Signatures of the processes in the early Universe are imprinted in the cosmic web. Some of them may define shell-like structures characterised by typical scales. We search for shell-like structures in the distribution of nearby rich clusters of galaxies drawn from the SDSS DR8. We calculate the distance distributions between rich clusters of galaxies, and groups and clusters of various richness, look for the maxima in the distance distributions, and select candidates of shell-like structures. We analyse the space distribution of groups and clusters forming shell walls. We find six possible candidates of shell-like structures, in which galaxy clusters have maxima in the distance distribution to other galaxy groups and clusters at the distance of about 120 Mpc/h.
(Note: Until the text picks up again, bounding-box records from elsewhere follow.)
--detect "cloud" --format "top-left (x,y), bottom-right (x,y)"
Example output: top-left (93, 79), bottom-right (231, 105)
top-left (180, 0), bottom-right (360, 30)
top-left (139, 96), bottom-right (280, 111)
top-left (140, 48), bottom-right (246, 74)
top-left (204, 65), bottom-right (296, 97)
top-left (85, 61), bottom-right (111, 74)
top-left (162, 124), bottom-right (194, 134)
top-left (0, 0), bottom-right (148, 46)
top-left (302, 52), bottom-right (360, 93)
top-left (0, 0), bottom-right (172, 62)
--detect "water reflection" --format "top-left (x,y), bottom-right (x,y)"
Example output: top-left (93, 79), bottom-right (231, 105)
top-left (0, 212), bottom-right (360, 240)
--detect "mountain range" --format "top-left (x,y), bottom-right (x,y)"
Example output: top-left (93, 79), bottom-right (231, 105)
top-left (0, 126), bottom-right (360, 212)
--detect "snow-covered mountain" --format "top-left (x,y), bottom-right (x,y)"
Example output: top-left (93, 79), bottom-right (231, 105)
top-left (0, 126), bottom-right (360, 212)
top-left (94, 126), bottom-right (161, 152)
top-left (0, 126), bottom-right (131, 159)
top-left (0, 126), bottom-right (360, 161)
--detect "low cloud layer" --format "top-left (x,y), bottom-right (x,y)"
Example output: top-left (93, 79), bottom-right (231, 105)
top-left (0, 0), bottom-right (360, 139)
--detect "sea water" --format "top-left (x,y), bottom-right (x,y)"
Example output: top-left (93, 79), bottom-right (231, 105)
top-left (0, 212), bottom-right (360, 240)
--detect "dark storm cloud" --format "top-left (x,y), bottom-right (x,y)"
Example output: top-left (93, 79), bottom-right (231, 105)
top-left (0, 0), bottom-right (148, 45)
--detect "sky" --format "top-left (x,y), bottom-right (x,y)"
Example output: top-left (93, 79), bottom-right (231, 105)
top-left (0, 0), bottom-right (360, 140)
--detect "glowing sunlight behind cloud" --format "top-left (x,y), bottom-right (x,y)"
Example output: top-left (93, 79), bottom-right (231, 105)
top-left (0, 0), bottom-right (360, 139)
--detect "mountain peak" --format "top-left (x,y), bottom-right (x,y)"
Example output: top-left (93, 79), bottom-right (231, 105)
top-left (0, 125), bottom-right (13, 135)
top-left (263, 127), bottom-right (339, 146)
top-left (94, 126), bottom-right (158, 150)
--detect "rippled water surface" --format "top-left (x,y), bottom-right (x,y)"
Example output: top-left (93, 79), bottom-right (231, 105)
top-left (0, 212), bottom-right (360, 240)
The rich galaxy cluster A1795, the central cluster of the Bootes supercluster, has the highest maximum in the distance distribution of other groups and clusters around them at the distance of about 120 Mpc/h among our rich cluster sample, and another maximum at the distance of about 240 Mpc/h. The structures of galaxy systems causing the maxima at 120 Mpc/h form an almost complete shell of galaxy groups, clusters and superclusters. The richest systems in the nearby universe, the Sloan Great Wall, the Corona Borealis supercluster and the Ursa Major supercluster are among them. The probability that we obtain maxima like this from random distributions is lower than 0.001. Our results confirm that shell-like structures can be found in the distribution of nearby galaxies and their systems. The radii of the possible shells are larger than expected for a BAO shell (approximately 109 Mpc/h versus approximately 120 Mpc/h), and they are determined by very rich galaxy clusters and superclusters with high density contrast while BAO shells are barely seen in the galaxy distribution. We discuss possible consequences of these differences.